Le problème, c’est que si chaque civilisation et chaque époque nous a toujours offert ses cons, notre époque connaît quand même une révolution inédite qui a de quoi nous inquiéter un peu. C’est que, contrairement aux siècles passés, les débilos contemporains n’ont pas conscience d’être bêtes (ça encore, ça semble logique), mais maintenant, ce sont eux qui prétendent sincèrement être plus intelligents que les autres, ce sont eux qui nous enseignent, qui sont sollicités pour parler en public ou pour régenter les facs, les cercles littéraires, et même pour nous gouverner. Là, c’est nettement moins drôle. Car avant, il était rare qu’un abruti ait longtemps le pouvoir et la visibilité : son imbécilité se voyait trop, finissait par faire tache, et il lui restait encore assez d’intelligence pour avoir honte de sa connerie et de ses limites, pour ne pas jouer au génie et pour se cacher. Mais à présent, les niais sont tellement nombreux qu’ils se tiennent chaud et se confortent dans l’idée que s’ils font bloc, s’ils passent à la télé, si leurs écrits sont publiés, ça doit être pour une bonne raison (qu’ils ignorent… mais ils s’en foutent : tant que ça passe pour de l’esprit et que personne ne relève que leurs raisonnements sont creux, sont un vulgaire enchaînement de slogans sans fond, ils foncent !). Ça doit être parce qu’ils sont plus intelligents que les autres, dis donc !

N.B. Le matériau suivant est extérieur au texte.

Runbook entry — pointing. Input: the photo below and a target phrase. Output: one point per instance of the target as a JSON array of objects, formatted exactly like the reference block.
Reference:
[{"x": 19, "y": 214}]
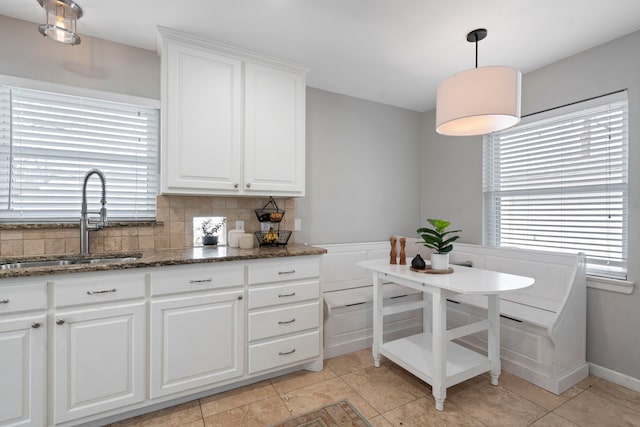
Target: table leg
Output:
[
  {"x": 493, "y": 349},
  {"x": 377, "y": 319},
  {"x": 439, "y": 345}
]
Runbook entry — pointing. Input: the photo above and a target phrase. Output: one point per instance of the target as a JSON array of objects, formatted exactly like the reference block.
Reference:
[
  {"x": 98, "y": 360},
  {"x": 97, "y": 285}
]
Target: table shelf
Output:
[{"x": 414, "y": 354}]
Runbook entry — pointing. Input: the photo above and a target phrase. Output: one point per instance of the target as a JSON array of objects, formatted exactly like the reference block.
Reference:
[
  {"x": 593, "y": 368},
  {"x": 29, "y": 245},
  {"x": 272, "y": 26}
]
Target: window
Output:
[
  {"x": 48, "y": 141},
  {"x": 560, "y": 184}
]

Si bien que nous nous retrouvons à présent dirigés par des imbéciles qui ne s’en rendent pas compte, entourés de faux intellectuels, d’idéologues qui nous font la leçon en pensant franchement nous sauver et nous élever, d’opportunistes aux dents longues mais incapables d’avoir une pensée construite, des gens qui, parce qu’ils n’ont pas les capacités intellectuelles pour accéder à notre pensée et à la pensée des sages solides, attribuent à celle-ci les intentions (souvent mauvaises) qu’ils nous prêtent, des beaufs à lunettes tétanisés à l’idée qu’on révèle au grand jour leur imposture philosophique et leur esbroufe, des gars bien gentils avec qui il est quasiment peine perdu d’engager un dialogue rationnel parce qu’ils ne carburent qu’à l’affectif, des prétentieux qui ont le culot de nous traiter d’orgueilleux simplement parce qu’ils devinent qu’intellectuellement ils n’en mènent pas large face à nous (alors la seule et dernière arme qu’il leur reste pour nous virer et nous faire taire, nous les témoins gênants de leur identité d’ignares arrivistes, c’est la présomption d’orgueil : « Môssieur le Professeur ne se sent plus pisser parce qu’il a toujours raison et refuse de se remettre en question ! »). Ils font passer l’intelligence ou la recherche de Vérité pour de la prétention. Et nous avons beau leur dire que « pas du tout », qu’ils sont les seuls à envisager la Vérité à la fois comme une possession et comme une irréalité, rien à faire. Débilos boude, refuse de comprendre ou de parler des actes, continue de voir le monde à travers les lunettes de ses intentions.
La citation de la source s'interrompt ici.